On Egypt

Jan 31, 2011 15:39


I have seen on the Internets: “The Iraq War cost $3 trillion. We could have saved $2.99 trillion and given the rest to Al Jazeera to get the same net result.” I am not positive it’s a misplaced sentiment. Free and unfettered political speech combined with political corruption is a terribly powerful force for change.

What Happened in Egypt?
Food insecurity is at the root. Food prices have risen as much as 30% in much of the Middle East. When people live on $5 a day are faced with food insecurity, people riot. The root is right here in CNN.

In Egypt alone, food prices soared 17% - in part because of the worldwide surge in commodities prices but also because of local supply imbalances.

Egypt also has a recorded unemployment of ~9.5% but the real numbers are likely much harder.

Then there was the story of Khalid Said. Young businessman Khalid Said saw a drug deal go down between two corrupt policemen in Alexandria, caught the video on his cellphone, and uploaded it up to YouTube. The police came around and beat him to death. It was a year ago - but long enough for him to become a symbol.
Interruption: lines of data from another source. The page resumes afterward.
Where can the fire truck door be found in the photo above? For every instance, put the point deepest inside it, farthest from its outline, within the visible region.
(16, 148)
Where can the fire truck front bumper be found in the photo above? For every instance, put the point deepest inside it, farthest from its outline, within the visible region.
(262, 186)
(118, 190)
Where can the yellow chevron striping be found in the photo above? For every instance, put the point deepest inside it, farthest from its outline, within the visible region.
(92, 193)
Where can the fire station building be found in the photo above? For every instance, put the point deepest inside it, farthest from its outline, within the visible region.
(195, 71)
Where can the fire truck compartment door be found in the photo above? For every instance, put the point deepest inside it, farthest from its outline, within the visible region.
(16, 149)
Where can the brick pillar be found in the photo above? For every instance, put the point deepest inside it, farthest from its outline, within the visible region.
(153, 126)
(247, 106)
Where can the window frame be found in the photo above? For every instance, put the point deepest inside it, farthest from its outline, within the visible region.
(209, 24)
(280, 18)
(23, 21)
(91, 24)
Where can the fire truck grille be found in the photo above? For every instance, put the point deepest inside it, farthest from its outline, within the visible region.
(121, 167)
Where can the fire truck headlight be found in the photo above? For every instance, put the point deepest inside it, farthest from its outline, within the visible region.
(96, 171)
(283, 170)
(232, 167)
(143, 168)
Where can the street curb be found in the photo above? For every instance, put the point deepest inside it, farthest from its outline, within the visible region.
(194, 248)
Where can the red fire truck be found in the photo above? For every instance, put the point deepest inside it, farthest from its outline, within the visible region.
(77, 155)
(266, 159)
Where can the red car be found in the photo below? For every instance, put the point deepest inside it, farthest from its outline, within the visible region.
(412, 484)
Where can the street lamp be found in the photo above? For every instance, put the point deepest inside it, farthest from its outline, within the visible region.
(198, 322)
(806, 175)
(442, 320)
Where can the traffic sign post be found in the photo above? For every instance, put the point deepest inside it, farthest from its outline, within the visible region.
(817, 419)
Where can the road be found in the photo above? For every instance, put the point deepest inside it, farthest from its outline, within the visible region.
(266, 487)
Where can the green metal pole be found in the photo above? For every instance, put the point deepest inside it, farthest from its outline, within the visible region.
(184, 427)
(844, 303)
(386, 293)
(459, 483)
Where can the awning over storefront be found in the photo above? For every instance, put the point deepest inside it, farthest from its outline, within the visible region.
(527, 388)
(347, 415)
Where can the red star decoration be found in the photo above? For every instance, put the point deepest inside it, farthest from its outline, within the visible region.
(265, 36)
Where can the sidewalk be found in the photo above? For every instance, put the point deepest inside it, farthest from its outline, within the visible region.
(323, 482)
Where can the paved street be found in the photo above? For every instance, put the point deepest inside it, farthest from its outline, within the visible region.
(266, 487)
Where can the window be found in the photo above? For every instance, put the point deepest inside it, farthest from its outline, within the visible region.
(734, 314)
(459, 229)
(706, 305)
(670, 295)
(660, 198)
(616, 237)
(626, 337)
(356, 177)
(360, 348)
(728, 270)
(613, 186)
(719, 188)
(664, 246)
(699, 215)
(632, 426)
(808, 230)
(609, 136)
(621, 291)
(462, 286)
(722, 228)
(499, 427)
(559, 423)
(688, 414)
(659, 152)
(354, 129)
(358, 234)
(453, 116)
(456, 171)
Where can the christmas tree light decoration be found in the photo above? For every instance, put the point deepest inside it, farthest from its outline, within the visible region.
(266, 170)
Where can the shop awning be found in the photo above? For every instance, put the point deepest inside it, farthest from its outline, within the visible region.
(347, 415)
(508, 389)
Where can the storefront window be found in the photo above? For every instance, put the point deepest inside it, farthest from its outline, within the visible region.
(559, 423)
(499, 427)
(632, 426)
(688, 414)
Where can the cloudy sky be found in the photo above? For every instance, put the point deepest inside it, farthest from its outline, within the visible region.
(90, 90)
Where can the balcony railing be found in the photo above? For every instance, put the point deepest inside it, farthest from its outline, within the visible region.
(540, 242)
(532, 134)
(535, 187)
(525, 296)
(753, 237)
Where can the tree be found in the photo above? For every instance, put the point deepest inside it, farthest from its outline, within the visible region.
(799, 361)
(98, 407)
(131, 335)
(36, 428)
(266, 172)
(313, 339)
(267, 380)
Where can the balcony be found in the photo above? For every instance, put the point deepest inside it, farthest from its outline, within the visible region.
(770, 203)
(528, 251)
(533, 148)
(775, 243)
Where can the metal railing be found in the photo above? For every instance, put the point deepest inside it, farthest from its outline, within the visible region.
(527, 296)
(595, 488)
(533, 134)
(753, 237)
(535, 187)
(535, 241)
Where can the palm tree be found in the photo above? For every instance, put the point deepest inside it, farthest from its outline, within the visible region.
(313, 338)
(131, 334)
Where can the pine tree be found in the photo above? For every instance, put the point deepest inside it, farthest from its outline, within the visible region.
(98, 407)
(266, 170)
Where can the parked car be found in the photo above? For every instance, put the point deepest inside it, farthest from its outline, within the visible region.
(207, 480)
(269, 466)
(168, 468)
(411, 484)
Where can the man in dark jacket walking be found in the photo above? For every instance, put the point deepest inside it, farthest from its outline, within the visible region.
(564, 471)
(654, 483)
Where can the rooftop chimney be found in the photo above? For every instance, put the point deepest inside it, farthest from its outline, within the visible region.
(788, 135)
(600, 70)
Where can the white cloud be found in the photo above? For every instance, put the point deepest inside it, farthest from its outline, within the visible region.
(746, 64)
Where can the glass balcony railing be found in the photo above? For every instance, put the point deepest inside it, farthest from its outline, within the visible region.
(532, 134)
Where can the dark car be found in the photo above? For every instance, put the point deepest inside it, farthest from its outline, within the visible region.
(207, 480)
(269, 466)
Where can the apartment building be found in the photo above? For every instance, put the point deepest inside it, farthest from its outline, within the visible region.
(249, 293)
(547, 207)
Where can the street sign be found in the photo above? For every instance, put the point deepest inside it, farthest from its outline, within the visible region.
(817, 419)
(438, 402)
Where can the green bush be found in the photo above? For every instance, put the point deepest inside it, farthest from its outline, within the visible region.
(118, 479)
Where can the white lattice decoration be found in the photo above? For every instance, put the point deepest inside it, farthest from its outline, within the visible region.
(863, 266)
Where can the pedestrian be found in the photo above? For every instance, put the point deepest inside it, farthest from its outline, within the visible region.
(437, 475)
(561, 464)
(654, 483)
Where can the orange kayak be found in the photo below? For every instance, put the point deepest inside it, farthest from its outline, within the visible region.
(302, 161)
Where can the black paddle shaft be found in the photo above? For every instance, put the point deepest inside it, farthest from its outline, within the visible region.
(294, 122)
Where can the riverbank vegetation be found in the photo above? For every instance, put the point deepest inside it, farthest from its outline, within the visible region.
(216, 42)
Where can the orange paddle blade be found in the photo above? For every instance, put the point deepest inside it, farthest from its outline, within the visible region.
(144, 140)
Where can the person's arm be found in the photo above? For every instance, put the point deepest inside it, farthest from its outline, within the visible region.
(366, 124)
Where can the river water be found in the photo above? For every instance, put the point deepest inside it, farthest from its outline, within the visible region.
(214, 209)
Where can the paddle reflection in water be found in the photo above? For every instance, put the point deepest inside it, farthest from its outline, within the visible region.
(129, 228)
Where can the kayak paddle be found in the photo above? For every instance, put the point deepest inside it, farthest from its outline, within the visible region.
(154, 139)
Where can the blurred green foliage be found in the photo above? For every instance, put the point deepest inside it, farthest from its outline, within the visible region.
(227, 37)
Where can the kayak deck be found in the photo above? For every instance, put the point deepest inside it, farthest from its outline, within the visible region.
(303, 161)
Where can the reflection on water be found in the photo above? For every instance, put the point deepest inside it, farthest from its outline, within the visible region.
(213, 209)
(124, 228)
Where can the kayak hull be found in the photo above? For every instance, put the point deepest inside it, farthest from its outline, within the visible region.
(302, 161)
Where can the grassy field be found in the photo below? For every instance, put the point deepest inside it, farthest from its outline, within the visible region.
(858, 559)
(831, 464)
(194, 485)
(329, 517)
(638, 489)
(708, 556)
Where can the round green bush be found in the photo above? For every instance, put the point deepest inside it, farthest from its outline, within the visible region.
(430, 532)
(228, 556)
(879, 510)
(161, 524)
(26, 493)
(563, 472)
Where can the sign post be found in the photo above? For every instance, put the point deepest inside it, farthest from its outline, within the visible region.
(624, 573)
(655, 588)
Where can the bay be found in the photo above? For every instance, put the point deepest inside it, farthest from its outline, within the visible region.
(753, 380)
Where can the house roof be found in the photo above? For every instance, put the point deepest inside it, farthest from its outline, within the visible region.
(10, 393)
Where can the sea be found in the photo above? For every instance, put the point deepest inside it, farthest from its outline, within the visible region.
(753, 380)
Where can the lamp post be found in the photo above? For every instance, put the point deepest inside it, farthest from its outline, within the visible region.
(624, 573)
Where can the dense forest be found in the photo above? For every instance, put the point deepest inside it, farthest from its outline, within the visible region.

And then there was January 25th, a date Hosni Mubarak put on the map for the very first time as “We Love the Secret Police Day.” No really.

Mix in Tunisia, Wikileaks, Facebook organization, a little bit of twitter, SMS, Al Jazeera, and *kerpow*

What Next?
Mubarak is playing the Iranian waiting game. He believes he can wait out the people in the streets by shutting down the banks, unleashing prisoners, destroying property, pulling the police out to allow mayhem, and terrorizing people with the military. But people with no jobs and no food have no where else better to be. And thus there is an impasse. It’s not even clear a Tienanmen Square-style massacre would disperse people at this point.

Perhaps Mubarak is simply waiting for the protesters to starve.

Either way, he is critically weakened as a strongman. He no longer has the backing of his people and his leverage is rapidly vaporizing.

On the other hand, Egypt has never had anything resembling a democracy. It’s unclear it can get there itself without some help. But, unlike lots of people who are wringing their hands, I’m sort of certain where there is a will there is a way and once people have a taste of lovely free speech and freedom to assemble and free press they have a hard time giving it back up. We’ll see.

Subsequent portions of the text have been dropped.